Reverse data management

From HandWiki

Reverse data management describes a branch and set of research questions in relational database theory that aim to reverse the common focus of standard data management. Instead of focusing on the "forward" transformation of an input databases (a set of relational tables) to an output table, which is the main focus of standard query evaluation, reverse data management reverses that focus and studies the possible input database transformations that would achieve a desired output.

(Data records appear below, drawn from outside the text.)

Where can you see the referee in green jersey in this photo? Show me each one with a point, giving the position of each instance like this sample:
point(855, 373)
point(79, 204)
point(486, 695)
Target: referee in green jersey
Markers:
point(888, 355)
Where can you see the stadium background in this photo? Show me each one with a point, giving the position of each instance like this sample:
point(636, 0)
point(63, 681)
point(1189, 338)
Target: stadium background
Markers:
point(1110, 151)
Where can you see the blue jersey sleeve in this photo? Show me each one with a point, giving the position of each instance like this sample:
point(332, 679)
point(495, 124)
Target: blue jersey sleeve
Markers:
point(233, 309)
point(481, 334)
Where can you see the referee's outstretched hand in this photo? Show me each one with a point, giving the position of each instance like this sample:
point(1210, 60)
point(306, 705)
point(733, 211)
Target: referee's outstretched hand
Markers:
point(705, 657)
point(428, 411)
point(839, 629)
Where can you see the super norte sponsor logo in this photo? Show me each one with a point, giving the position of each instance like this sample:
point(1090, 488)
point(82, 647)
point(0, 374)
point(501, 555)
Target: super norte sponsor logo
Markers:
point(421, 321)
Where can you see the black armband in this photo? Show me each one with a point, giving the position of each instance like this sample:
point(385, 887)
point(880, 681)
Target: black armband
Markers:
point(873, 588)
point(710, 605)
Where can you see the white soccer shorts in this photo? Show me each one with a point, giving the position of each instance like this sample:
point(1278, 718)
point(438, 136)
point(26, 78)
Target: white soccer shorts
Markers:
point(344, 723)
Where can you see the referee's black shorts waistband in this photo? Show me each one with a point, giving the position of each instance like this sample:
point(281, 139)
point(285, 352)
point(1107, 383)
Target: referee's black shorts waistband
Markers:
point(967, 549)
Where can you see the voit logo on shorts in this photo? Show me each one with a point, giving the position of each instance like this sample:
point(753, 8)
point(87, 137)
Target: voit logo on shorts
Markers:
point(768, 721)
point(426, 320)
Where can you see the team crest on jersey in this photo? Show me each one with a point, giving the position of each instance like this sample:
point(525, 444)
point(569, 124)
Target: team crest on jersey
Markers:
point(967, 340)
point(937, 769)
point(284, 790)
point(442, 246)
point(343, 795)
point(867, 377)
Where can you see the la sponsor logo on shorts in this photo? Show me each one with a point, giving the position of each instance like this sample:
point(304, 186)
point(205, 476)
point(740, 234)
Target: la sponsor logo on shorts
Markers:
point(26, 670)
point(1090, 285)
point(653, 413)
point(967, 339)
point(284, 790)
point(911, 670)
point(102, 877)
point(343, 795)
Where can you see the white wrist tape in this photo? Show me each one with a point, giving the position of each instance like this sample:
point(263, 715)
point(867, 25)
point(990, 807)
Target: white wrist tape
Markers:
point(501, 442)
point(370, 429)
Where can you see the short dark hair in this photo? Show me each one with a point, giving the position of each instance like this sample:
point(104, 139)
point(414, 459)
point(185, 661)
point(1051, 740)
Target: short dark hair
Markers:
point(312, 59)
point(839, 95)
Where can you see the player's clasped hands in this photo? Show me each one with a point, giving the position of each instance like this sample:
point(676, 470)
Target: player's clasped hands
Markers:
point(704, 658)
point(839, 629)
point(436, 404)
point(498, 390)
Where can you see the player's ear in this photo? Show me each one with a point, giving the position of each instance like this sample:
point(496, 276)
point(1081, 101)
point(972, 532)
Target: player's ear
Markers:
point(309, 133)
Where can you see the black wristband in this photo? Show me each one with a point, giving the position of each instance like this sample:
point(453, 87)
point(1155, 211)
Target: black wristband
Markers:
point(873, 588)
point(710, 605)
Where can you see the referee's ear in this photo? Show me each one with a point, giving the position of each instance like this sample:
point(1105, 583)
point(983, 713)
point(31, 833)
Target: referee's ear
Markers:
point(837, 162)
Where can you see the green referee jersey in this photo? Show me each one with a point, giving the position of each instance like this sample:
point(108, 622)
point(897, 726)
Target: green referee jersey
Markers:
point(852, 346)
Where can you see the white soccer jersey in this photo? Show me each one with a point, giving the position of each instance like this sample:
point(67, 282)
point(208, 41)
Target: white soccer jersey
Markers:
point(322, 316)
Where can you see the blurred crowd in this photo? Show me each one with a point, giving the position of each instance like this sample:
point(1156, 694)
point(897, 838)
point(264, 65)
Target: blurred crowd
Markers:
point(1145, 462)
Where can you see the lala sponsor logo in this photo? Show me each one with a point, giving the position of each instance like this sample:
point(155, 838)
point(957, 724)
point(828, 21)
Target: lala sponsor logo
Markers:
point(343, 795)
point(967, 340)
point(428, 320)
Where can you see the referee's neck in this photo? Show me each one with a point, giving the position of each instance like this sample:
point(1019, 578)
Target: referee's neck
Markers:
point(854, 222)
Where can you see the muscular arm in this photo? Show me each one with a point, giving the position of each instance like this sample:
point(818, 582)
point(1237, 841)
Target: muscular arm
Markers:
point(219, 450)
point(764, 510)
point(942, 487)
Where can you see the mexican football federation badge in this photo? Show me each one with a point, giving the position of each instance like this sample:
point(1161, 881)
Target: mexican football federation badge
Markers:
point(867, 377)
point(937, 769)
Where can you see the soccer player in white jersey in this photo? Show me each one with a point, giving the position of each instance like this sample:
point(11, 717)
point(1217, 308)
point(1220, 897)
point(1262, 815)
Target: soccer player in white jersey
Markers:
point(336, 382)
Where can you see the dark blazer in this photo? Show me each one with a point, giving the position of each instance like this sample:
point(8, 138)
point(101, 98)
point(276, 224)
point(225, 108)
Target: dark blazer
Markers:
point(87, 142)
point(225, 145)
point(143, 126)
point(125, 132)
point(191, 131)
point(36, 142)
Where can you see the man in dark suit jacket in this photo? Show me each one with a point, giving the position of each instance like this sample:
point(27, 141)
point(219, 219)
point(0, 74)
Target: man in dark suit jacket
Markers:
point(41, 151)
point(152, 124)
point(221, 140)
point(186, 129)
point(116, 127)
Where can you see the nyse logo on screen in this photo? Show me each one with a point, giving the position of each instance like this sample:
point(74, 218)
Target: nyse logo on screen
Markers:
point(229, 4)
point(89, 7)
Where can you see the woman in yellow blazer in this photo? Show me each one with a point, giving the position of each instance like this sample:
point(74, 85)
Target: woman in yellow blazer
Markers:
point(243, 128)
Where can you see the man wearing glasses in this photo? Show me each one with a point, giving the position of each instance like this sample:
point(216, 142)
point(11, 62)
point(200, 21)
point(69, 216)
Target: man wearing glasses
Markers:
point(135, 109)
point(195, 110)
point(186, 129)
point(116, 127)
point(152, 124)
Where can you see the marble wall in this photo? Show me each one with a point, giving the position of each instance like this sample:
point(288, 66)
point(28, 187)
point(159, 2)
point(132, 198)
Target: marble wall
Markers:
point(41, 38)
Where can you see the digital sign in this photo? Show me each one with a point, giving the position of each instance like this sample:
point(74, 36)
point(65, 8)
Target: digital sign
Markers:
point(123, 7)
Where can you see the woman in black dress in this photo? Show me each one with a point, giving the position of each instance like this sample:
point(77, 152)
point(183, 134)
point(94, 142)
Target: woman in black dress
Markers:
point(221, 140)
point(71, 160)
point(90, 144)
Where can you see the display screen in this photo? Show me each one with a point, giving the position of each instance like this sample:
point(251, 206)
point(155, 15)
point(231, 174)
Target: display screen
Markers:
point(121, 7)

Usually the objective is to find an intervention (a deletion, addition, or change of tuples) of minimal size, in order to achieve a particular change in the output.

The problem has been studied at least since the 1980s,[1] but has received renewed attention due to an influential paper in the early 2000s[2] that made a connection between provenance and view propagation. The term was coined in a VLDB 2011 vision paper.[3] The problem has been receiving significant attention in recent years due to its connection to computational fairness.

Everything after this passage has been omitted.